To be fair, some women are the same way. And some will even self destroy relationships while pulling away or bottling everything inside. It's a people problem. Not a man problem or a woman problem.
You're aware the fact that we haven't been in relationships with women and have no experience whatsoever regarding females bottling everything inside? Men themselves has to shed light on female behavior in relationsships, you know
You're aware the fact that we haven't been in relationships with women and have no experience whatsoever regarding females bottling everything inside? Men themselves has to shed light on female behavior in relationsships, you know
Doesn't change the fact more often than not, I come across the bottling everything inside, let me pull away because I've been hurt too many times in the past type females.
Good morning everyone, stress is bad mmmmkay? It can kill you; it can make you do some crazy stuff and you have to keep reminding yourself 'God is in control of this situation' do you know how unbelievably hard this is for one to do??
My goodness, at least I'm not making myself sick over it.. But I'm not all 'being cool and chill' about it either. Sigh.... Oh well. Just taking it one day at a time, that's all we can do..
To be fair, some women are the same way. And some will even self destroy relationships while pulling away or bottling everything inside. It's a people problem. Not a man problem or a woman problem.
^ This. In fact, I've met some guys that would drop their feelings out of a hat while I'm the one who had to 'wear the pants' while listening to them. LOL!
^ This. In fact, I've met some guys that would drop their feelings out of a hat while I'm the one who had to 'wear the pants' while listening to them. LOL!
Relationships seem to end, though, when I seem to give more than I get. *Shrugs* I don't think I'll ever truly understand. Maybe I should fully accept that and move on.

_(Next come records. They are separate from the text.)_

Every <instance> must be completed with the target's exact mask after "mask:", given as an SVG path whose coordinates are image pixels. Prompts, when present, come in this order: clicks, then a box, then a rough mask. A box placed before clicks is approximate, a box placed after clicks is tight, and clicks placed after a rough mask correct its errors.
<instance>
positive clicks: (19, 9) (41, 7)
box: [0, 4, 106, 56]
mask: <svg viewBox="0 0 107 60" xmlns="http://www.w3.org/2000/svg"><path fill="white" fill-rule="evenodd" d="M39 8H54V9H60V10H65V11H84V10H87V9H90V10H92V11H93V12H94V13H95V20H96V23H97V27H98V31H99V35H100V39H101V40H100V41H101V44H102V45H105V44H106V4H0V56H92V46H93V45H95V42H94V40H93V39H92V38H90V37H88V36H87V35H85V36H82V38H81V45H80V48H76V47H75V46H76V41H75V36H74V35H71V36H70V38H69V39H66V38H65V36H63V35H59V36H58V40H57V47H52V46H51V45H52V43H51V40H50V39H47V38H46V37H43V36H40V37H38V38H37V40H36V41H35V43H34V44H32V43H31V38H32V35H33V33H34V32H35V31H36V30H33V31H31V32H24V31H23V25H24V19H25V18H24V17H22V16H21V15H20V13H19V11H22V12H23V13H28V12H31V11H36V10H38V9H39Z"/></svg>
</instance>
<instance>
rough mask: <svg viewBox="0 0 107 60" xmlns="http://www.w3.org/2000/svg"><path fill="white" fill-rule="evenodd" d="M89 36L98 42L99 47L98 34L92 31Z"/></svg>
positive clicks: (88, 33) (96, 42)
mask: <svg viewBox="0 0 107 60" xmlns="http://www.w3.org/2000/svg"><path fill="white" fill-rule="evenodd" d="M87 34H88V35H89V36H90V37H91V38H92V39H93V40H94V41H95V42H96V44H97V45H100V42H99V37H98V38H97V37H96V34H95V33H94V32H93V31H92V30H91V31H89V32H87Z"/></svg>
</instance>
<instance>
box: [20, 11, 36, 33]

I know some guys have no trouble helping us ladies with our problems but they don't want to burden us with theirs because after all women are more emotional and take things more personal. I also believe that if women see a man in our life talk about their problems they wouldn't appear as a man is supposed to be according to society's standards, but at least for me I don't feel that way at all, we all need help every now and then. Some more than others but hey we are not perfect
i'm very private about my emotions/problems. i don't like people worrying about me, so i keep stuff to myself. i know this isn't the best thing to do. sharing stuff with others takes time for me. i guess i'm trying to see if this person will stick around before i open my heart.
i also have this crazy idea that i need to be strong all the time. gah.
i'm very private about my emotions/problems. i don't like people worrying about me, so i keep stuff to myself. i know this isn't the best thing to do. sharing stuff with others takes time for me. i guess i'm trying to see if this person will stick around before i open my heart.
i also have this crazy idea that i need to be strong all the time. gah.
I've spent most of my life bottling everything in to the point where I was in college, and my resident director (the guy in charge of the dorms) forced me into counseling, because he was scared for my well-being.. I try to be that support for others, and it really bothers me when it seems I come as coming on too strong, when I just try to be there for support and as a good friend in general. I need to ask God a way how I can balance both, so that I don't get hurt, because this whole investing only to see it blow up thing has gotten old.